Verwarde vrouw
8 mei 2018 • Marja Morskieft • COLUMN
Je kunt geen krant openslaan of je leest erover: de verwarde mens. Meestal gaat het over waanzinnige wereldleiders of, op lokaal niveau, ontvlambare onverlaten die een flatwoning opblazen. Verwarde mannen kortom die de boel goed versjteren, onschuldigen lastigvallen of de wereldvrede in gevaar brengen.
De laatste tijd wordt het cliché verwarde man vaker vervangen door het gender neutrale ‘verward persoon’, maar laten we wel wezen… het mannelijk geslacht is veel kwetsbaarder voor psychische verstoringen. Geen mening maar een bewezen feit.
Toch zijn er verwarde vrouwen te over. Vanmorgen ontweek ik er een ternauwernood, toen ik het tuinhek uitscooterde en een jonge vrouw met een rotvaart op me af fietste. Ze beet me toe: ‘En dan eis ik dat er naar me geluisterd wordt!’ Het duurde even voor ik me realiseerde dat ze het niet tegen mij had. Met de neus van mijn scoot in de bosjes geparkeerd, besloot ik dat het haar baas moest zijn die ze door de onzichtbare telefoon de les las. Ik had in haar warrige zwarte haardos geen oortjes gezien, maar wellicht kun je tegenwoordig zo’n ding in je neusvleugel inplanteren.
Verwarde vrouwen kunnen dus ook gevaarlijk zijn en ergerlijk.
Neem het interview met de manager Toegankelijkheid van de NS in het gezellige huisblad SPOOR. Al lezend krabbelde ik in de kantlijn: verwarde vrouw.
Deze mevrouw, Noorloos is de naam, klopt zichzelf stevig op de borst vanwege de inspanningen die zij en de NS verrichten voor de toegankelijkheid van het spoor. ‘Mensen met een beperking kunnen steeds makkelijker met de trein reizen.’
Hoe is dit ooit voor elkaar gebokst? Mevrouw de manager heeft geleerd: nooit in een negatief frame stappen. Ze zegt dus niet: ‘Nee, dat werd potverpielekes tijd ook na decennialang aanklooien.
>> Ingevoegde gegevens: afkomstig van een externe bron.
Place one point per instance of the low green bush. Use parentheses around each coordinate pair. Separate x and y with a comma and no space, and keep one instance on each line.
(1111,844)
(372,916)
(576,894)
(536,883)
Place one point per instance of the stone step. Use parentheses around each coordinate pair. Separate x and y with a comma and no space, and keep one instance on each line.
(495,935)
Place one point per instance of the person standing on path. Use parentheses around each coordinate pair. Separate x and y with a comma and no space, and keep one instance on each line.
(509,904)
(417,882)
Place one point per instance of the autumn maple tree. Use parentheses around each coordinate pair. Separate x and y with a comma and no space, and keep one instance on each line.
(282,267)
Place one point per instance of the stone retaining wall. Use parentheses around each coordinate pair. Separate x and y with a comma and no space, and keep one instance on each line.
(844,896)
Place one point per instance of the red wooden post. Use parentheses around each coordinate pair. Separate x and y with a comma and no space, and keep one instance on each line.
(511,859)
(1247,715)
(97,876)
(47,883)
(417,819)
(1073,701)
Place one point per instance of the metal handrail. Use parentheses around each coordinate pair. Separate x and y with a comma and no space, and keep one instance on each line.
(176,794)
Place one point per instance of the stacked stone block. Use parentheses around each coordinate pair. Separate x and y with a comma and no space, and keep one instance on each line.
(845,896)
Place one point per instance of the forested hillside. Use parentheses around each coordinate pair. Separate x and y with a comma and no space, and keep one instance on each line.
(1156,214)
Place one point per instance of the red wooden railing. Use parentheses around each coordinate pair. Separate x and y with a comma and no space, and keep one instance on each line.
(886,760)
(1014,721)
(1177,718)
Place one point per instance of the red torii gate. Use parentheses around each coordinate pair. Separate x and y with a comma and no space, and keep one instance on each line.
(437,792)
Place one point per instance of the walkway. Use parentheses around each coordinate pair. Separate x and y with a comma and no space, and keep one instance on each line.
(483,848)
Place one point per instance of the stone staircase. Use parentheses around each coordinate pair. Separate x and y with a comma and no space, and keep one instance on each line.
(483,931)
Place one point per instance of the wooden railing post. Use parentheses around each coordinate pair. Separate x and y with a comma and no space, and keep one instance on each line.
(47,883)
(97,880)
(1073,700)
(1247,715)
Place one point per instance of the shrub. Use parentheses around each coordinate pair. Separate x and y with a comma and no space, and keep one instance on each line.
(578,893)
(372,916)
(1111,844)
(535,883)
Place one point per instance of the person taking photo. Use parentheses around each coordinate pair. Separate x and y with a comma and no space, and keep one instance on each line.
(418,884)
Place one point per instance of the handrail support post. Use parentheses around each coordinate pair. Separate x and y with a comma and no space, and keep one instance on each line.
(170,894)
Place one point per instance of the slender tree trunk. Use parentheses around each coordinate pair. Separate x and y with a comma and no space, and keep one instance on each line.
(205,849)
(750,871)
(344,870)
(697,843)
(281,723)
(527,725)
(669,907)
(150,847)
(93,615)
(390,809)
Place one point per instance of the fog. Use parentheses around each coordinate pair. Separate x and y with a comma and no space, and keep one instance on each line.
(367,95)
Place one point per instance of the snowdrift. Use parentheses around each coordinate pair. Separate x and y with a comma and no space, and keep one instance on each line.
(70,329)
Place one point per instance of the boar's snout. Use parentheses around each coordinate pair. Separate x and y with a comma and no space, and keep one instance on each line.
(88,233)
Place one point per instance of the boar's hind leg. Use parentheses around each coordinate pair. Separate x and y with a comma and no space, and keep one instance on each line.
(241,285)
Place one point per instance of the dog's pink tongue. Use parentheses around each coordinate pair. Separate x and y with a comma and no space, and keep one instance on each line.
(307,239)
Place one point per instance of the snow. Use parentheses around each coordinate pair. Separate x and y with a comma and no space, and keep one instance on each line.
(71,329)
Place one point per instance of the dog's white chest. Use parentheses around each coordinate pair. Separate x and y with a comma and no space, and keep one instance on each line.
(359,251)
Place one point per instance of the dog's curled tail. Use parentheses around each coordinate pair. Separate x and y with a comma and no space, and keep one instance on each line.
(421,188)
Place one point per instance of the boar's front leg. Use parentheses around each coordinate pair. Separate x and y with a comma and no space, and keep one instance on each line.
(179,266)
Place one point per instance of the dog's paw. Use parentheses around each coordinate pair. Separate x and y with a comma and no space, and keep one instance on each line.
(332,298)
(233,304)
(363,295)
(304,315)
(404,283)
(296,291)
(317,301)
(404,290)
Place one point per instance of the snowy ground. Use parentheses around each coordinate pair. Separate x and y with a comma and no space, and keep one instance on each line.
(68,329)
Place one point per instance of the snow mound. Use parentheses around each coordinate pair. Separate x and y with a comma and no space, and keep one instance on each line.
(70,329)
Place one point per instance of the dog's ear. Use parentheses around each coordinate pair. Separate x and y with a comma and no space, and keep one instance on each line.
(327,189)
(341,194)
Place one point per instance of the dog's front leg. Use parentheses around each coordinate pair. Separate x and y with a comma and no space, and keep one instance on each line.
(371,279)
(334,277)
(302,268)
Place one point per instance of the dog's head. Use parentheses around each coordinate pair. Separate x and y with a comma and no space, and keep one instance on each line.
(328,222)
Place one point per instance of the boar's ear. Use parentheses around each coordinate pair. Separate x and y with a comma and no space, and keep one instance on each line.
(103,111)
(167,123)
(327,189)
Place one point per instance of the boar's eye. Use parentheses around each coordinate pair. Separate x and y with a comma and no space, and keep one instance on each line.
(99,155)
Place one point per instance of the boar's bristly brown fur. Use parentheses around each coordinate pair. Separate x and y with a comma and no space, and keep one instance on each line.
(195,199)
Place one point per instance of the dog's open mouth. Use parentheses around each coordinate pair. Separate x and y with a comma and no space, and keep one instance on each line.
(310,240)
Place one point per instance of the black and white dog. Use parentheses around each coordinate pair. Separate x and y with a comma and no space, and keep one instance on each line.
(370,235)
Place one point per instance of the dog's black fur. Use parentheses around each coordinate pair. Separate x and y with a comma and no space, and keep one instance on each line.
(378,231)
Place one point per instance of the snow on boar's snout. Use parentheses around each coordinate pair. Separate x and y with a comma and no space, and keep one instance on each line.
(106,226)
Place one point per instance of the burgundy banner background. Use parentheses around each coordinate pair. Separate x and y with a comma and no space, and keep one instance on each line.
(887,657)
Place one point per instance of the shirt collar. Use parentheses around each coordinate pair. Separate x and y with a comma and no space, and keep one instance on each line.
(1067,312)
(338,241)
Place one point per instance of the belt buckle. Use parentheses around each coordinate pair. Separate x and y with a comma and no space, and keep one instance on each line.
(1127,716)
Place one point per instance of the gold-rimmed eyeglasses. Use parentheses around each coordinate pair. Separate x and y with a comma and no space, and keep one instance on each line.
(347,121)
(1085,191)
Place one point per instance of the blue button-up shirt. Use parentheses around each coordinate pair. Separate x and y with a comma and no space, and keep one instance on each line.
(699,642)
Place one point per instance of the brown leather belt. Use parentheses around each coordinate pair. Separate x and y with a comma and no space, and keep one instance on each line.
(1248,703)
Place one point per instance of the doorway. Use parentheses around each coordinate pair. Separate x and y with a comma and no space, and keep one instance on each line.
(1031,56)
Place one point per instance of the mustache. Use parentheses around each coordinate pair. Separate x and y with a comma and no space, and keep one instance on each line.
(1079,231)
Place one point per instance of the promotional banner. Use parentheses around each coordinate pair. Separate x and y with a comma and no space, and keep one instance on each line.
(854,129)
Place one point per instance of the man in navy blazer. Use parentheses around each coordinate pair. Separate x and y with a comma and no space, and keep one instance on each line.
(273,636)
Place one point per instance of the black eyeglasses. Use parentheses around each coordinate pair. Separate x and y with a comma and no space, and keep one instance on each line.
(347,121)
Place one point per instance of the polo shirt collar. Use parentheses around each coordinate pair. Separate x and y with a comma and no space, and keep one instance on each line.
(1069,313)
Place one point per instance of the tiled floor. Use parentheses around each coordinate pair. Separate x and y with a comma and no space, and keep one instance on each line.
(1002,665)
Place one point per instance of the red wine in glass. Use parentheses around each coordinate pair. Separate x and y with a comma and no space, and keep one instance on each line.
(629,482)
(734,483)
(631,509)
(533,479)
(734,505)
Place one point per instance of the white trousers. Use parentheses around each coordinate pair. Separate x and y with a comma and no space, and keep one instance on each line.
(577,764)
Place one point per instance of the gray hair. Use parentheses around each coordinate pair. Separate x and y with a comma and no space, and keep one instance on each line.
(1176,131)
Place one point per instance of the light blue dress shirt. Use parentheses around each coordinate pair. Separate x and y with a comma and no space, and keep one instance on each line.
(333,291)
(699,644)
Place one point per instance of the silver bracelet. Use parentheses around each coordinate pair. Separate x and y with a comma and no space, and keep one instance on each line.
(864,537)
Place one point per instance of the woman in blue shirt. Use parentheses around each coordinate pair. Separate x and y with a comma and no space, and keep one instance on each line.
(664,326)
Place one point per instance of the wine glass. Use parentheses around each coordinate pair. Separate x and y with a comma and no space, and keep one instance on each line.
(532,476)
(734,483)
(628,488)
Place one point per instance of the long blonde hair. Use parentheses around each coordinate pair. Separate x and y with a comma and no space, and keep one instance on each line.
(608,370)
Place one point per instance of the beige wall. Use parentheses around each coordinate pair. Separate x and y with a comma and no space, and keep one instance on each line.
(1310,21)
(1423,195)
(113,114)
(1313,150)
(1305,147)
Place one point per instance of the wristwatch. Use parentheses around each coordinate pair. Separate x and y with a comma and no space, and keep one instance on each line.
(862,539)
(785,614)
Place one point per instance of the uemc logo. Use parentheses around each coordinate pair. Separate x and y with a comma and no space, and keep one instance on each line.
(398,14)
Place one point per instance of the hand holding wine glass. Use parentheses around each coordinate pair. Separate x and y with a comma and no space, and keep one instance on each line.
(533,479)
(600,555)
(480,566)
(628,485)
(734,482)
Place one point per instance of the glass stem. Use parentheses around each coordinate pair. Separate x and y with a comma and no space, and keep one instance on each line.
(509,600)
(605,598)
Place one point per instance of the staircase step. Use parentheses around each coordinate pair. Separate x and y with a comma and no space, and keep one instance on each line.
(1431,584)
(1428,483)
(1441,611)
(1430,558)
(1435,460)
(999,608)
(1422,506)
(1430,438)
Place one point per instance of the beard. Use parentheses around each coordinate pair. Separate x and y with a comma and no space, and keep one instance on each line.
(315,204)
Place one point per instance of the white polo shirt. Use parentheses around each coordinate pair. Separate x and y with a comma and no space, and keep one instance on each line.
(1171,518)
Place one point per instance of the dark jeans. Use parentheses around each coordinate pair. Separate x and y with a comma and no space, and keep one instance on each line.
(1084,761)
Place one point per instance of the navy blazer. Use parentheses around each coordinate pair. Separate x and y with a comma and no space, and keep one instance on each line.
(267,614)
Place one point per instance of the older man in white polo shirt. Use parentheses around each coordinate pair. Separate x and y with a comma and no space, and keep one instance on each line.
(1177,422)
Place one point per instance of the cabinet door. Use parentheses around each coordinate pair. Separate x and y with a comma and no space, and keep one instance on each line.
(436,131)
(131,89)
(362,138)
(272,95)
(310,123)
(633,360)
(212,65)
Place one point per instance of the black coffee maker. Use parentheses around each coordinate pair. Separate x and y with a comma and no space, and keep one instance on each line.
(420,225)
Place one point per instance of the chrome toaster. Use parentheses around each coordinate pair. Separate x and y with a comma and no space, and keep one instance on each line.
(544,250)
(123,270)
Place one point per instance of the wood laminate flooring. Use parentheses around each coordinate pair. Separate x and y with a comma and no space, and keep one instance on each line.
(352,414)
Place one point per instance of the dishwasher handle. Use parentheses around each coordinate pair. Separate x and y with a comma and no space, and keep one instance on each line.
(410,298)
Tien jaar na de ondertekening van het VN verdrag Gelijke Rechten voor mensen met beperkingen zijn we eindelijk begonnen met voorzichtige uitbreiding van de toegankelijkheid van de stations.’
Welnee, ze wijst erop dat er op alle 400 stations intussen blindegeleidelijnen zijn. Heel mooi en makkelijk gescoord mevrouw! Hoe je ziende blind kun wezen, denk ik dan. Want slechts een kwart van de stations is voor iédereen toegankelijk.
Neem zo’n sufkop als ik op een scootmobiel. Ik strand op de gekste plaatsen, zoals Almere Buiten. Ja, dat was de manager toegankelijkheid ook opgevallen: ‘Voor rolstoelgebruikers is een toegankelijke instap in de trein erg belangrijk.’ Uiterlijk in 2030 is die gerealiseerd. Maar dan kun je ondertussen ook naar Mars. In je rolstoel.
Verder wijst mevrouw erop dat veel kleine stations al instapassistentie hebben. Nijkerk bijvoorbeeld. Fijn voor de mensen daar.
Maar ik woon op tien minuten afstand van twee kleine stations. Een van die stations is drie jaar jong: geopend op WereldMS dag, godbetert! Maar assistentie is er niet. Ik heb er tijdens het bouwproces twintig mails aan gewijd. Telefoontjes. Smeekbedes, redelijke betogen. Dreigementen. Ik werd als gevolg daarvan voor de opening uitgenodigd. Die heb ik aan me voorbij laten gaan, ik vond het geen reden tot feest.
Het andere station heeft sinds twee jaar assistentie. De twee keer dat ik er gebruik van wilde maken vanwege hoosbuien, werd ik onderweg gebeld: de enige gecertificeerde taxichauffeur die de brug kon bedienen had zich ziek gemeld.
En dan de uitsmijter van mevrouw Manager Toegankelijkheid: ‘In de meeste gevallen zijn de verbetermogelijkheden die de NS neemt zelfs bedacht door mensen met een beperking zelf: zoals de tijdsuitbreiding van assistentieverlening.’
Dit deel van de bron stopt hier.